Pagination

Pagination is an important aspect of handling large datasets in API responses. Lumos SDK provides a standardised approach to implement pagination across different APIs, ensuring efficient data retrieval and consistent behaviour.

Key principles

Handle Large Datasets: Efficiently retrieve and process large amounts of data from APIs.
Optimize Performance: Reduce load on both the client and server by fetching data in smaller chunks.
Maintain Consistency: Provide a uniform interface for pagination across different API implementations.
Pagination Behaviour: Ensure that the page token returned is None when Lumos should stop calling the endpoint.

Implementing the pagination class

Pagination in Lumos SDK typically involves two main components:

A Pagination class that represents the current page state.
A NextPageToken class that handles serialization and deserialization of pagination information or the above page state.

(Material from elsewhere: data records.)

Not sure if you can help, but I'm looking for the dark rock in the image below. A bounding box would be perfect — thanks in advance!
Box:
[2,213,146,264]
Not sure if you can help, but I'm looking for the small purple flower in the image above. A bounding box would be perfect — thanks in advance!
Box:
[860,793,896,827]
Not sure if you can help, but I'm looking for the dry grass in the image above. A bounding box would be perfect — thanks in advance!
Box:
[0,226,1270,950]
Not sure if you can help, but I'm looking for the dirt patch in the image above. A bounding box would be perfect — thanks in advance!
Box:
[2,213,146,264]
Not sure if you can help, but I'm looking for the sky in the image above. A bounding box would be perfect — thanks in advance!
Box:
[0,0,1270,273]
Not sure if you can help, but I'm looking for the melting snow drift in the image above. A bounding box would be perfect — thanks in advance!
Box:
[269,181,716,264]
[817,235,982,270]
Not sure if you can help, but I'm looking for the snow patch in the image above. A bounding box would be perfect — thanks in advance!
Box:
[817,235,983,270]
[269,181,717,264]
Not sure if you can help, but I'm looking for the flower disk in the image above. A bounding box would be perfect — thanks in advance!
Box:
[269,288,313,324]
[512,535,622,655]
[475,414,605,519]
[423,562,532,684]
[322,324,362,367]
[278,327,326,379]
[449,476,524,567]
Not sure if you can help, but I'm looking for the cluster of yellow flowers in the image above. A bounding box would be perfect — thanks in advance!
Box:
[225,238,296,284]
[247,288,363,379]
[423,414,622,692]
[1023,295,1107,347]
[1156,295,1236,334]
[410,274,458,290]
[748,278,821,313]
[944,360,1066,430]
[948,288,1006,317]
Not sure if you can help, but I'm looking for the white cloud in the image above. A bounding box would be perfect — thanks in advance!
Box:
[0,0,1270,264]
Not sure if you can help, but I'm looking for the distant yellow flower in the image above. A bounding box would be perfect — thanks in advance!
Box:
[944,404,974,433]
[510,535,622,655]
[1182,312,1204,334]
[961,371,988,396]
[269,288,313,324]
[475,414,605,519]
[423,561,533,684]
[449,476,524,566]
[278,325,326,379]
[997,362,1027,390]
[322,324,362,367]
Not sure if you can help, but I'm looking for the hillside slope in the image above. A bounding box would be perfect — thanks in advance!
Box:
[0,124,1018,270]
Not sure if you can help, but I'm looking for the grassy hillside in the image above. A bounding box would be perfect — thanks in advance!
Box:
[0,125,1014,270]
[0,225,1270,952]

# Example: abc/pagination.py
from connector.utils.pagination import (
    NextPageTokenInterface,
    PaginationBase,
    create_next_page_token,
)

DEFAULT_PAGE_SIZE = 100

class AbcPagination(PaginationBase):
    resource_type: str | None = None
    page: int

    @classmethod
    def default(cls, resource_type: str) -> "AbcPagination":
        return cls(
            resource_type=resource_type,
            page=1,
        )

    def next_page(self) -> AbcPagination:
        return AbcPagination(
            resource_type=self.resource_type,
            page=self.page + 1,
        )

AbcNextPageToken = create_next_page_token(AbcPagination, "AbcNextPageToken")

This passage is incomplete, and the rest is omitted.